Hexadecimal notation compresses binary data by a factor of 4: each hex digit maps to exactly 4 binary bits. Misreading a single nibble - confusing B (1011) with D (1101) - flips two bits simultaneously, which in register-level firmware or network mask configuration causes silent, hard-to-trace failures. This converter performs a deterministic lookup per digit, preserving leading zeros so the output width always equals 4n bits for n hex characters. It handles arbitrary-length input, not just 8-, 16-, or 32-bit words.

The tool assumes unsigned interpretation. It does not infer signedness or endianness - those are context-dependent decisions the engineer must make. For IEEE 754 floats or two's complement integers, convert here first, then apply the sign/exponent logic appropriate to your architecture.

Formulas

The conversion is a direct substitution cipher. Each hexadecimal digit is replaced by its fixed 4-bit binary equivalent from a lookup table T.

hex2bin(H) = T[H₀] ⋅ T[H₁] ⋅ … ⋅ T[H_n−1]

Where H is the input hex string of length n, H_i is the i-th character, T is the nibble lookup table mapping 0 - F → 0000 - 1111, and ⋅ denotes string concatenation. The output length is always 4n bits. No arithmetic is performed - the mapping is purely lexical.

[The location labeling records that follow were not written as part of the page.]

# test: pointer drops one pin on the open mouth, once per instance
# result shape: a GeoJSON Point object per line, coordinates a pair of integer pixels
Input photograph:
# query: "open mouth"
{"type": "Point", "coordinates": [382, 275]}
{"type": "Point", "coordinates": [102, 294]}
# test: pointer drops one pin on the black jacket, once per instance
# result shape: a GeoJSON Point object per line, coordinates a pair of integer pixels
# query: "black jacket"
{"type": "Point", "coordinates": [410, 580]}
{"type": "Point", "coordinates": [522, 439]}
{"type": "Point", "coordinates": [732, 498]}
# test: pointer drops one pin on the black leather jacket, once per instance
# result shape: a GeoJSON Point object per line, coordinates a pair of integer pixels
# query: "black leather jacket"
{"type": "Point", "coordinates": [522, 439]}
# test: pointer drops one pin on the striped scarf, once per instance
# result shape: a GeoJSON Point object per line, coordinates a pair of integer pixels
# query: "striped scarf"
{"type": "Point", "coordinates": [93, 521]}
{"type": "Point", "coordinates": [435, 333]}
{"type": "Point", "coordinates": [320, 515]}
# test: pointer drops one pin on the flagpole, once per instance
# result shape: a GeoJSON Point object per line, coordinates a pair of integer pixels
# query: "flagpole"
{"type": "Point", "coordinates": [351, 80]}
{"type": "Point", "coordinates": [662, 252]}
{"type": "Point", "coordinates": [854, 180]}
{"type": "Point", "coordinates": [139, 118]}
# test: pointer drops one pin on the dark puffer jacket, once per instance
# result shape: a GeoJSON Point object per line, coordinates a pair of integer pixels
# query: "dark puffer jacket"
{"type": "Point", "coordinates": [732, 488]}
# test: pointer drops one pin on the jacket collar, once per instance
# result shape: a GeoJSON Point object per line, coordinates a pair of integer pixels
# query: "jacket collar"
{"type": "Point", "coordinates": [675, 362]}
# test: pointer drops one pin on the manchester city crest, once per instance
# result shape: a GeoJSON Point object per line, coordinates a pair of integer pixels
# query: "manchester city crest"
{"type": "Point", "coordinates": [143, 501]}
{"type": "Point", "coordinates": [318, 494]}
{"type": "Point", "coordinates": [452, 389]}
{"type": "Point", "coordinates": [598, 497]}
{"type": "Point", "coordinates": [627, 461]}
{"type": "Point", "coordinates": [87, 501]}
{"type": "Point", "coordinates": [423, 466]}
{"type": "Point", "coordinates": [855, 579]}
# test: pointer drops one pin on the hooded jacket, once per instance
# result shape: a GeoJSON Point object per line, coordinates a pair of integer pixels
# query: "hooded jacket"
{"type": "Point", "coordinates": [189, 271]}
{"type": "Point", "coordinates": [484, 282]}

For the reverse verification: bin2hex(B) groups the binary string into 4-bit chunks from the right, padding with leading zeros if len(B) mod 4 ≠ 0, then applies the inverse table T⁻¹.

Reference Data

Hex Digit	Decimal	Binary (4-bit)	Octal
0	0	0000	0
1	1	0001	1
2	2	0010	2
3	3	0011	3
4	4	0100	4
5	5	0101	5
6	6	0110	6
7	7	0111	7
8	8	1000	10
9	9	1001	11
A	10	1010	12
B	11	1011	13
C	12	1100	14
D	13	1101	15
E	14	1110	16
F	15	1111	17
FF	255	11111111	377
1A	26	00011010	32
7F	127	01111111	177
80	128	10000000	200
FFFF	65535	1111111111111111	177777
DEAD	57005	1101111010101101	157255
BEEF	48879	1011111011101111	137357
CAFE	51966	1100101011111110	145376
0A	10	00001010	12
10	16	00010000	20
100	256	000100000000	400

Frequently Asked Questions

Each hex digit maps to exactly 4 binary bits. Stripping leading zeros destroys the fixed-width property, making it impossible to reconstruct the original hex without knowing the intended byte boundaries. For register values, memory addresses, and protocol fields, leading zeros carry positional meaning. This tool preserves them by default but offers a toggle to strip them if you need a minimal representation.

The converter automatically strips the 0x and 0X prefixes before conversion. It also ignores spaces and common delimiters (colons, dashes) so you can paste MAC addresses (AA:BB:CC:DD:EE:FF) or formatted hex dumps directly.

There is no hard limit beyond browser memory. The algorithm is O(n) with constant work per character (a single table lookup). A 10,000-character hex string (40,000 binary digits) converts in under 1 millisecond on modern hardware. For extremely large inputs (megabytes of hex), the bottleneck is DOM rendering of the output, not the conversion itself.

No. This tool performs unsigned base conversion only. Two's complement sign interpretation and IEEE 754 float decoding depend on word size and architecture, which are context-dependent. Convert your hex to binary here first, then apply the sign bit or exponent-mantissa split according to your target specification (e.g., 32-bit float: 1 sign + 8 exponent + 23 mantissa bits).

Endianness affects byte order, not nibble-to-bit mapping. The hex string AABB always converts to 1010101010111011 regardless of endianness. However, if you read AABB from memory on a little-endian machine, the bytes were stored as BB AA. You must swap bytes before converting if you need the in-memory representation. This tool converts the string as written, left to right.

Yes. Paste FF5733 (with or without the # prefix) and the converter produces 111111110101011100110011. The first 8 bits are the red channel, the next 8 green, and the last 8 blue. The tool's 4-bit or 8-bit grouping option makes the channel boundaries visually clear.